In the United States, food waste amounts to a whopping 30 to 40 percent of the food supply. “This figure, based on estimates from USDA’s Economic Research Service of 31 percent food loss at the retail and consumer levels, corresponded to approximately 133 billion pounds and $161 billion worth of food in 2010,” the Food and Drug Administration reports. The bulk of our landfills are taken up by thrown-out food, which is doubly wasteful — because composting, the natural process of turning food into fertilizer, could be the answer to so many of our pressing energy woes.
On this week’s Gastropod, hosts Nicola Twilley and Cynthia Graber go knee-deep in the compost pile, investigating the history of composting (which dates back at least 4,000 years), the current state and local initiatives to encourage composting, and the innovations currently being developed to combat our food waste problem.
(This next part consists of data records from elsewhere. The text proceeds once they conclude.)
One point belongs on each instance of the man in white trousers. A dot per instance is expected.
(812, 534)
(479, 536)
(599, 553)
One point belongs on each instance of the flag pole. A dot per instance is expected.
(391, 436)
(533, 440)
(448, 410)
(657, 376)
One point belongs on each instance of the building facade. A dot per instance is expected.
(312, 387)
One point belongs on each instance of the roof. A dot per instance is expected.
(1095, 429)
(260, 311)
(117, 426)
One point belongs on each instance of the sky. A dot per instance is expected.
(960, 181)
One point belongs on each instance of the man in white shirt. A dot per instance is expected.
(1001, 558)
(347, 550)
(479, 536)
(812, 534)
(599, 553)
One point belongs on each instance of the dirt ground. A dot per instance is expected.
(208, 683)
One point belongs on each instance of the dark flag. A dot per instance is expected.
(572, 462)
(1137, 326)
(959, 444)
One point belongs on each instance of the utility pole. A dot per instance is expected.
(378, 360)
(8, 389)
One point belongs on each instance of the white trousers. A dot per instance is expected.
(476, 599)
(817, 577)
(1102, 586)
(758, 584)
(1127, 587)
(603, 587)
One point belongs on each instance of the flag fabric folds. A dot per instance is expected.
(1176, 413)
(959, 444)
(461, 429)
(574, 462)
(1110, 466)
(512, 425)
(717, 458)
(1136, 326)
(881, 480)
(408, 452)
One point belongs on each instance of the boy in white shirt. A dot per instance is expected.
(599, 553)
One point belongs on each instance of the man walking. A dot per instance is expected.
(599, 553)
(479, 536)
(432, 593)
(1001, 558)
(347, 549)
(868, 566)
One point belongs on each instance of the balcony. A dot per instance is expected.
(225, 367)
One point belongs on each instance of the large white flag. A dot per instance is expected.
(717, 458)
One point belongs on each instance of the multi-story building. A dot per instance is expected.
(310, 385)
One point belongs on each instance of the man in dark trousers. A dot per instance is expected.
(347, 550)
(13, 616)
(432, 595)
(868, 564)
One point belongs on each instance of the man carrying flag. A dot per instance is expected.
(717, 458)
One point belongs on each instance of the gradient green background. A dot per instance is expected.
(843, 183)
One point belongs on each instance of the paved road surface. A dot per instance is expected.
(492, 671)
“Doing something useful with our food waste is actually a solution for a whole bunch of problems at once, not least of which is climate change,” Twilley says. Exploring new solutions to food waste takes the hosts to some of “the most high-tech facilities in the country,” like Waste Management, where they’re developing a system to separate food from plastic (a big hurdle in recycling). At another facility, a food slurry produced by Waste Management’s equipment is mixed with raw sewage, creating a shitty (in a good way) solution not just for food waste, but for treating waste water.
What remains challenging, though, is convincing households and food waste-heavy businesses to participate in various forms of composting because, no matter the current and developing solutions, it does take extra effort. Some cities have taken a punitive method to encourage composting, like Seattle where you can get fined for throwing away food (or conversely, you pay less for trash removal when you produce less garbage). New York City, on the other hand, introduced a curbside composting program that failed completely because there was little incentive to participate.
“There are cities and states that have figured out the right mix of bans and incentives and other policies to make food scrap diversion work,” says Twilley.
“That said, this stuff is still complicated, there are still challenges to be solved,” Graber adds. “Nicky and I had so many questions about how much energy different processes take, how useful the results are, what the benefits are of one process compared to the other, and honestly, nobody really had super definitive answers. This is something people are working on.”